On Fri, Mar 27, 2015 at 2:28 PM, Marty Lederman 
<lederman.ma...@gmail.com<mailto:lederman.ma...@gmail.com>> wrote:
Before the ruling -- but not before the lower court decisions and the slew of 
briefs --including by many Catholic groups that were insistent upon reading 
RFRA narrowly back in 1993 -- urging the Court to do at least as much as it did 
(indeed, more so).

The converse point works, too:  If the Court had issued a Lee-like 9-0 
decision, there wouldn't now be much of an opposition to state RFRAs (but not 
nearly the same impetus to enact them, either).

On Fri, Mar 27, 2015 at 2:15 PM, Ryan T. Anderson 
<ryantimothyander...@gmail.com<mailto:ryantimothyander...@gmail.com>> wrote:
The reaction to Indiana strikes me as similar to Arizona. Arizona took place 
well before Hobby Lobby ruling. So the causal relationship you suggest here 
seems off.  Something else explains this.

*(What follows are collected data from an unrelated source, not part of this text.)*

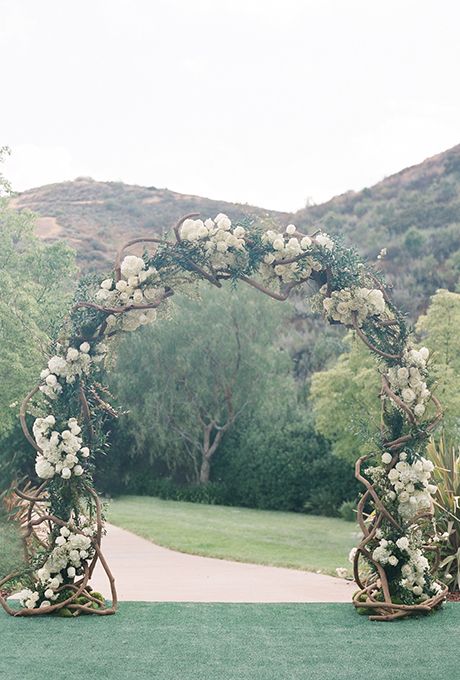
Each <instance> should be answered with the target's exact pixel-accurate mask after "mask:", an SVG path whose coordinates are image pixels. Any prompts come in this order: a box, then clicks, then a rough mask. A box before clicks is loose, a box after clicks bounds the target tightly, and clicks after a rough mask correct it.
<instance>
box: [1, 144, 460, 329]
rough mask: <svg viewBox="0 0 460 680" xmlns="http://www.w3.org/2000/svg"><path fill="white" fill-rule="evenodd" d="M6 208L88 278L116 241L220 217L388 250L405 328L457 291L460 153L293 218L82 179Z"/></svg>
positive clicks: (40, 194) (355, 245)
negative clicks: (203, 220)
mask: <svg viewBox="0 0 460 680" xmlns="http://www.w3.org/2000/svg"><path fill="white" fill-rule="evenodd" d="M14 204H15V205H16V207H17V208H18V209H26V208H27V209H30V210H33V211H34V212H36V213H37V215H38V223H37V232H38V233H39V235H40V236H41V237H42V238H44V239H47V240H48V239H49V240H54V239H58V238H59V239H60V238H65V239H67V241H68V242H69V243H70V244H71V245H72V246H74V247H75V249H76V250H77V253H78V259H79V262H80V265H81V266H82V268H84V269H86V270H88V269H108V268H110V267H111V266H112V262H113V254H114V251H115V249H116V248H117V247H118V246H119V245H120V244H121V243H122V242H123V241H125V240H128V239H129V238H133V237H134V236H138V235H139V236H141V235H147V234H150V235H151V234H153V233H156V234H163V233H165V232H166V231H168V230H169V229H170V228H171V226H172V225H173V224H174V223H175V222H176V221H177V220H178V219H179V218H180V217H181V216H182V215H184V214H186V213H190V212H198V213H201V215H203V216H206V217H207V216H214V215H216V214H217V213H219V212H225V213H227V214H228V215H229V216H230V217H231V218H232V219H233V220H237V219H241V218H244V217H256V218H257V219H258V220H264V221H266V222H267V224H268V223H269V222H270V223H271V222H273V221H274V222H278V223H280V224H282V225H286V224H287V223H288V222H291V221H292V222H294V223H295V224H297V225H298V226H299V227H300V228H303V229H304V230H306V231H310V230H312V229H315V228H318V227H319V226H320V227H322V228H323V229H324V230H325V231H327V232H329V233H330V234H332V235H337V234H340V235H341V236H342V237H343V238H344V240H345V241H346V242H347V243H349V244H352V245H354V246H355V247H356V248H357V249H358V250H359V251H360V253H361V254H362V255H364V256H365V257H367V258H368V259H369V260H371V261H376V257H377V255H378V254H379V252H380V250H381V249H382V248H386V251H387V254H386V256H385V258H384V259H383V260H379V261H378V263H376V264H377V266H378V267H380V268H382V269H384V270H385V272H386V274H387V278H388V279H389V281H390V282H391V283H392V284H393V286H394V295H395V298H396V300H397V302H398V303H399V304H400V305H402V306H403V307H404V308H405V309H406V310H407V311H408V312H409V313H410V315H411V316H412V318H415V317H416V316H417V315H418V313H419V312H420V311H421V310H422V309H423V308H424V307H425V305H426V302H427V300H428V297H429V296H430V295H431V294H432V293H434V291H435V290H436V289H437V288H440V287H446V288H449V289H451V290H455V289H456V287H457V286H458V285H459V279H460V145H459V146H456V147H454V148H452V149H449V150H448V151H445V152H444V153H441V154H439V155H437V156H434V157H432V158H429V159H427V160H426V161H424V162H423V163H421V164H419V165H416V166H413V167H410V168H406V169H405V170H402V171H401V172H399V173H397V174H395V175H392V176H391V177H387V178H386V179H384V180H383V181H382V182H379V183H378V184H376V185H375V186H373V187H370V188H366V189H363V190H362V191H358V192H348V193H346V194H343V195H341V196H337V197H336V198H333V199H332V200H330V201H328V202H327V203H323V204H321V205H316V206H308V207H306V208H305V209H303V210H300V211H298V212H297V213H295V214H289V213H279V212H275V211H270V210H264V209H263V208H256V207H253V206H249V205H240V204H235V203H228V202H224V201H214V200H210V199H207V198H200V197H198V196H190V195H186V194H179V193H176V192H173V191H169V190H168V189H158V188H155V187H141V186H133V185H127V184H123V183H121V182H97V181H94V180H93V179H91V178H87V177H81V178H78V179H76V180H75V181H73V182H63V183H59V184H51V185H48V186H44V187H40V188H37V189H30V190H29V191H25V192H23V193H21V194H18V195H17V196H16V197H15V198H14Z"/></svg>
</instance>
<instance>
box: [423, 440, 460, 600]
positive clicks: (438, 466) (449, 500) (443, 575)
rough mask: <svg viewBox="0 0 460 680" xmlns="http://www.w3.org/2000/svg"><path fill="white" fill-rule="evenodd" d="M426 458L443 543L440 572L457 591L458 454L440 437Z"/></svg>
mask: <svg viewBox="0 0 460 680" xmlns="http://www.w3.org/2000/svg"><path fill="white" fill-rule="evenodd" d="M427 454H428V456H429V458H430V459H431V461H432V462H433V463H434V465H435V470H434V473H433V475H434V481H435V482H436V484H437V487H438V489H437V492H436V523H437V527H438V530H439V531H440V532H441V534H444V535H445V537H446V540H445V541H444V542H443V543H441V544H440V546H439V548H440V555H441V563H440V571H441V574H442V577H443V578H444V580H445V581H446V582H447V584H448V585H449V589H450V590H459V589H460V509H459V507H458V499H459V498H460V450H459V448H458V446H457V447H455V446H454V445H453V444H451V443H449V441H448V440H446V437H445V436H443V437H441V439H439V440H438V441H435V440H434V439H432V440H431V441H430V443H429V445H428V447H427Z"/></svg>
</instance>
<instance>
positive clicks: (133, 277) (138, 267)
mask: <svg viewBox="0 0 460 680" xmlns="http://www.w3.org/2000/svg"><path fill="white" fill-rule="evenodd" d="M121 276H122V278H121V279H120V280H119V281H115V280H114V279H113V278H109V279H104V281H102V283H101V287H100V289H99V290H98V292H97V293H96V300H97V301H98V303H99V304H101V305H103V306H104V307H109V308H110V307H131V306H132V307H133V309H130V310H129V311H127V312H125V313H124V314H110V315H109V316H108V317H107V319H106V333H110V332H113V330H114V329H115V328H117V329H118V330H122V331H135V330H137V329H138V328H139V326H145V325H147V324H149V323H152V322H153V321H155V319H156V317H157V312H156V309H154V308H151V309H148V308H142V309H136V306H139V305H140V306H143V307H145V306H147V305H151V304H153V303H154V302H155V300H157V299H158V295H159V293H160V292H161V291H160V290H159V289H158V287H156V286H155V282H158V272H157V271H156V269H154V268H153V267H146V265H145V262H144V260H143V259H142V258H141V257H137V256H136V255H127V256H126V257H125V258H124V259H123V262H122V263H121Z"/></svg>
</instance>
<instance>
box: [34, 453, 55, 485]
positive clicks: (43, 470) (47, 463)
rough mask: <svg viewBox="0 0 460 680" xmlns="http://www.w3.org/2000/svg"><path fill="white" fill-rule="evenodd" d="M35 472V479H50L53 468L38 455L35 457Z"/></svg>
mask: <svg viewBox="0 0 460 680" xmlns="http://www.w3.org/2000/svg"><path fill="white" fill-rule="evenodd" d="M35 472H36V473H37V477H40V479H51V478H52V477H54V473H55V471H54V467H53V466H52V465H51V463H50V462H49V461H48V460H46V458H44V457H43V456H42V455H40V454H38V455H37V460H36V463H35Z"/></svg>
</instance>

On Fri, Mar 27, 2015 at 1:41 PM, Marty Lederman 
<lederman.ma...@gmail.com<mailto:lederman.ma...@gmail.com>> wrote:
http://www.ncaa.org/about/resources/media-center/news/statement-indiana-religious-freedom-bill

If the new Indiana RFRA had been enacted last year, I think it's fair to say, 
the NCAA would have pulled the Final Four out of Indianapolis; and I think it's 
safe to predict that the NCAA tourney won't be coming back to Indiana anytime 
soon.  Think about that -- a basketball boycott in Indiana!  How far we've come 
. . .

RFRA has gone from being benign, milquetoast legislation that garnered support 
across the political spectrum 20 years ago -- like Chevrolet and apple pie -- 
to becoming the political equivalent of a state adopting the confederate flag, 
or refusing to recognize MLK Day.  I doubt this would have happened if the 
Hobby Lobby Court, like the Court in Lee, Jimmy Swaggart, Tony & Susan Alamo, 
etc., would have rejected the accommodation claim 9-0.

Of course, the market will ultimately undo the damage:  In order to preserve 
states' economic competitiveness, their RFRAs will either be repealed or 
construed to recreate the pre-Smith FEC regime.

The more interesting question is what Justice Alito's initiative augurs for the 
future of religious accommodations more broadly.